Nii Gyashie Bortey Acquaye

Personal information
- Date of birth: 12 February 1999 (age 27)
- Place of birth: Ghana
- Height: 1.92 m (6 ft 4 in)
- Position: Defender

Senior career*
- Years: Team / Apps / (Gls)
- 2018–2020: WAFA / 30 / (1)
- 2021–2023: Legon Cities / 55 / (0)
- 2024: Nsoatreman / 14 / (0)
- 2024–2025: Regar-TadAZ Tursunzoda / 10 / (2)
- 2025: Khosilot Farkhor / 13 / (0)
- 2025: Hetten

= Nii Gyashie Bortey Acquaye =

Ghanaian footballer (born 1999)

Nii Gyashie Bortey Acquaye (born 12 February 1999) is a Ghanaian footballer who currently plays as a defender.

== Career ==
Acquaye started his senior career with West African Football Academy in October 2018. During the 2019 GFA Normalization Competition, on 31 March 2019, he made his debut by playing the full 90 minutes in a 3–1 win against Liberty Professionals.

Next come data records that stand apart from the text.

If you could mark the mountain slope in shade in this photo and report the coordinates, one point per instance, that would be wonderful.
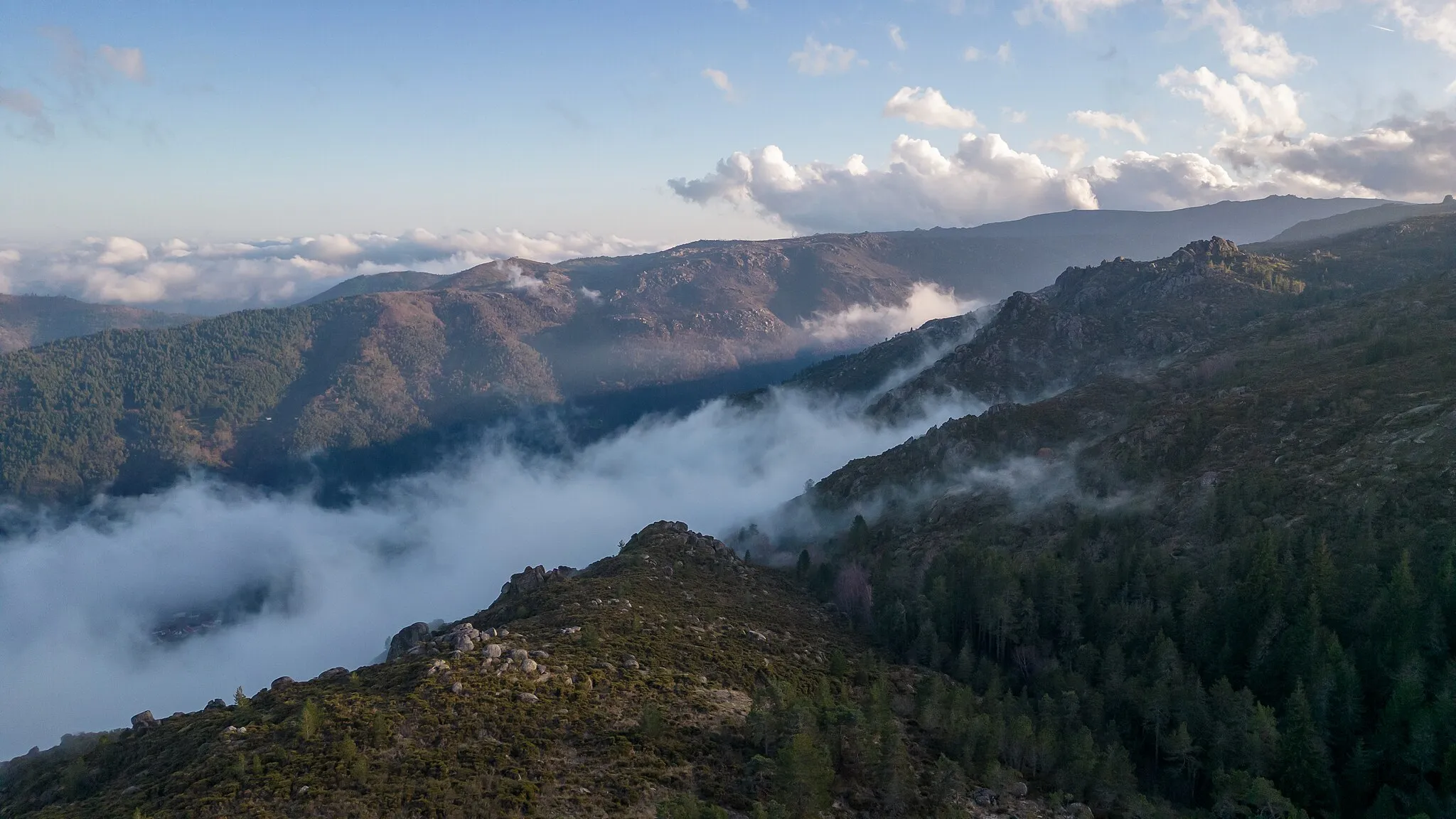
(983, 262)
(1123, 315)
(673, 680)
(378, 283)
(26, 321)
(1360, 219)
(1256, 530)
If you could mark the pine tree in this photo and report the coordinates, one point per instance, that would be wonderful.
(1303, 769)
(803, 776)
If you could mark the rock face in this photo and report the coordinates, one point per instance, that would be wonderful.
(533, 577)
(408, 637)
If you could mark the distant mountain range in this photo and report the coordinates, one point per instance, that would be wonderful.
(1194, 559)
(26, 321)
(380, 359)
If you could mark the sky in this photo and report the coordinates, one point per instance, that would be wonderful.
(164, 151)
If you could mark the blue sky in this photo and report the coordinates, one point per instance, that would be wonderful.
(235, 122)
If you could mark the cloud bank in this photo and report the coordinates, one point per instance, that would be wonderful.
(77, 602)
(1260, 152)
(225, 276)
(869, 324)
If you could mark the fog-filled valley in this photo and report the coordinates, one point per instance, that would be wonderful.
(79, 601)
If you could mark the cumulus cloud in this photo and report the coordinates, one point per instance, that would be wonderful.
(1066, 144)
(820, 59)
(1426, 21)
(338, 583)
(928, 107)
(721, 82)
(1103, 123)
(1404, 158)
(868, 324)
(1071, 14)
(1248, 48)
(985, 180)
(518, 279)
(897, 38)
(1246, 105)
(222, 276)
(126, 62)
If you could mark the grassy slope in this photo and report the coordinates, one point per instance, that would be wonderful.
(734, 662)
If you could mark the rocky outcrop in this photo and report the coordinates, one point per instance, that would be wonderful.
(408, 637)
(533, 577)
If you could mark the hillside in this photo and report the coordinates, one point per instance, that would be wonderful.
(1125, 315)
(402, 280)
(1360, 219)
(672, 680)
(1215, 573)
(26, 321)
(1239, 564)
(386, 373)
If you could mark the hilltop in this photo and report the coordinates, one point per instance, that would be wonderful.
(26, 321)
(1196, 559)
(673, 680)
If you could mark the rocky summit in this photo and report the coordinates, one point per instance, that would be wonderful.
(673, 678)
(1196, 557)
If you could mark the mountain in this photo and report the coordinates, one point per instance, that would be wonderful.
(1233, 556)
(380, 381)
(1359, 219)
(979, 262)
(26, 321)
(1204, 566)
(401, 280)
(673, 680)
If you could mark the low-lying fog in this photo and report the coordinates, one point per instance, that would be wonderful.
(77, 602)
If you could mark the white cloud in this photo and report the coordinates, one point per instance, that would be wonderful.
(868, 324)
(1103, 123)
(126, 62)
(719, 80)
(1403, 158)
(1250, 50)
(340, 583)
(1071, 14)
(518, 279)
(928, 107)
(820, 59)
(1066, 144)
(28, 105)
(1246, 105)
(986, 180)
(1426, 21)
(222, 276)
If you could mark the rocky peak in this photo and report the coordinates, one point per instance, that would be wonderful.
(1214, 250)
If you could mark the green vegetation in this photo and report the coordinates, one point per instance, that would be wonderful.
(132, 410)
(734, 698)
(1248, 604)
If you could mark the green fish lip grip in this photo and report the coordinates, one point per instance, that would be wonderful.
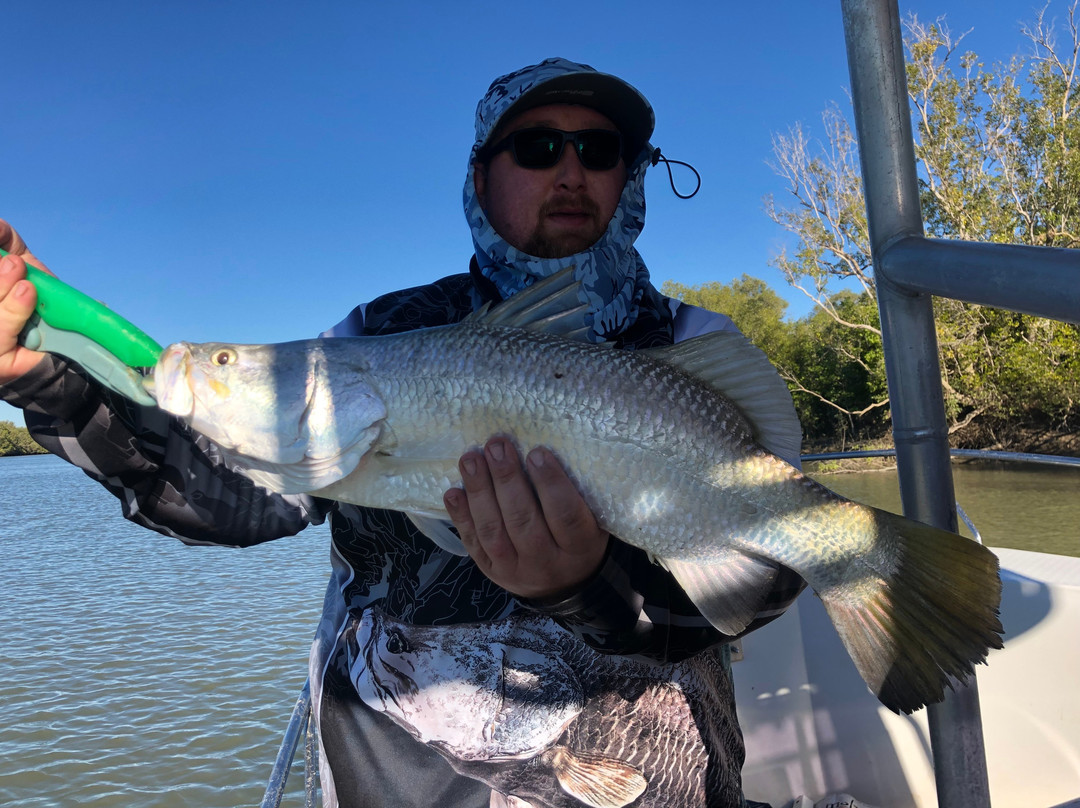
(69, 323)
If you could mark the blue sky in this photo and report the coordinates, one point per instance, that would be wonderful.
(250, 171)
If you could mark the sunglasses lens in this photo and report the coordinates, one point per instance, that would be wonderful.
(541, 148)
(538, 148)
(599, 149)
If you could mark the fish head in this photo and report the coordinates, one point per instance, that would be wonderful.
(279, 412)
(470, 690)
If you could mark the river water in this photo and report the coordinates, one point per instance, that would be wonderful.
(136, 672)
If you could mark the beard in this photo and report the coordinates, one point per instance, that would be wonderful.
(544, 242)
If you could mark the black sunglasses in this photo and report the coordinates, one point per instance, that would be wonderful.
(598, 149)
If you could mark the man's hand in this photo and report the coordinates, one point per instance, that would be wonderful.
(527, 528)
(17, 299)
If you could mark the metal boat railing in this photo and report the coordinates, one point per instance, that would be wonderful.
(908, 269)
(299, 725)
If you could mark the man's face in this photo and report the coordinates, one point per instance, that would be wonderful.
(550, 213)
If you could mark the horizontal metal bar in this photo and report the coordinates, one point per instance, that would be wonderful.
(1041, 281)
(976, 454)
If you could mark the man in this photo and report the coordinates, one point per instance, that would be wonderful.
(577, 625)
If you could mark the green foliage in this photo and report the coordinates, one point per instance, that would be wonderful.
(998, 157)
(748, 301)
(16, 441)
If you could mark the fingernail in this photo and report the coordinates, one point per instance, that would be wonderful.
(453, 501)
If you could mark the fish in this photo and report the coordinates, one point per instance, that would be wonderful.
(541, 717)
(675, 449)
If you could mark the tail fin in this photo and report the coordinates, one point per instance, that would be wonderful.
(929, 622)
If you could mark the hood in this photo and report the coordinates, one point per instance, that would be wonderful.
(612, 274)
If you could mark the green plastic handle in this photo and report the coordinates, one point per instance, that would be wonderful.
(69, 323)
(65, 307)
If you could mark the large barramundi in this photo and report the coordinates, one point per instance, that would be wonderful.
(672, 448)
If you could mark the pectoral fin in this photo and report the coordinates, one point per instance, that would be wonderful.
(437, 529)
(597, 781)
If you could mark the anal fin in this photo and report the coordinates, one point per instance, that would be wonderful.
(730, 590)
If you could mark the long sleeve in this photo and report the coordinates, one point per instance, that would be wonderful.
(166, 476)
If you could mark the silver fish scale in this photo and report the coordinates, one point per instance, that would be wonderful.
(613, 418)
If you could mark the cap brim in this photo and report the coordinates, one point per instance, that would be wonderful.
(608, 94)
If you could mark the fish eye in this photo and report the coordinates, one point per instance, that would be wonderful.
(224, 357)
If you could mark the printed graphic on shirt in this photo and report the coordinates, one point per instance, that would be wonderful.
(526, 708)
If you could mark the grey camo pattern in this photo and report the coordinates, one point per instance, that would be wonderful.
(612, 273)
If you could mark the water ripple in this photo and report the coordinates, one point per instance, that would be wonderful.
(135, 671)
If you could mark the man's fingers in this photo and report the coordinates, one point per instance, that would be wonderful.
(517, 502)
(566, 513)
(12, 242)
(17, 299)
(484, 510)
(457, 506)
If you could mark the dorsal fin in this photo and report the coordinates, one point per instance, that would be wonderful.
(739, 369)
(552, 305)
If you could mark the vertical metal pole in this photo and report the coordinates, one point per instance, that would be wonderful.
(887, 153)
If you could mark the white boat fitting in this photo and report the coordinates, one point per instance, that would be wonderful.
(813, 728)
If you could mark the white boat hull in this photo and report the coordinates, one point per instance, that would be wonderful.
(812, 728)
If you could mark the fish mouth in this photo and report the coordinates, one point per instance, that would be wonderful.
(170, 381)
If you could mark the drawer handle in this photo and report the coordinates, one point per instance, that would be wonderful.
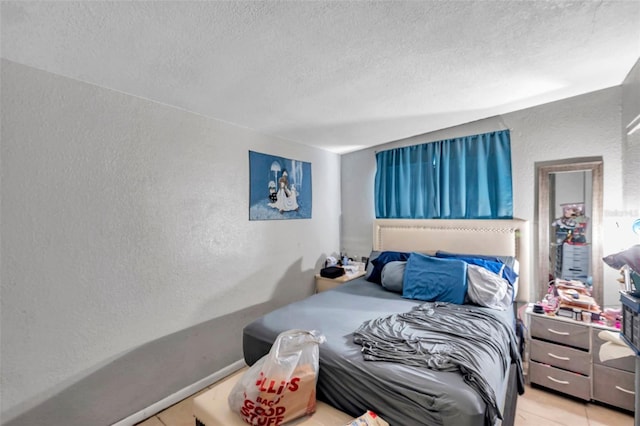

On 5 May 2019, he scored his debut goal by scoring in the 72nd minute to help WAFA to a 3–2 home victory over Accra Hearts of Oak. At the end of the competition, he had featured in 11 matches and scored 1 goal. During the 2019–20 season, he played just a match but appeared on the bench for 14 other matches before the league was brought to an abrupt end due to the outbreak of COVID-19 in Ghana.

On 2 September 2025, Acquaye joined Saudi SDL club Hetten.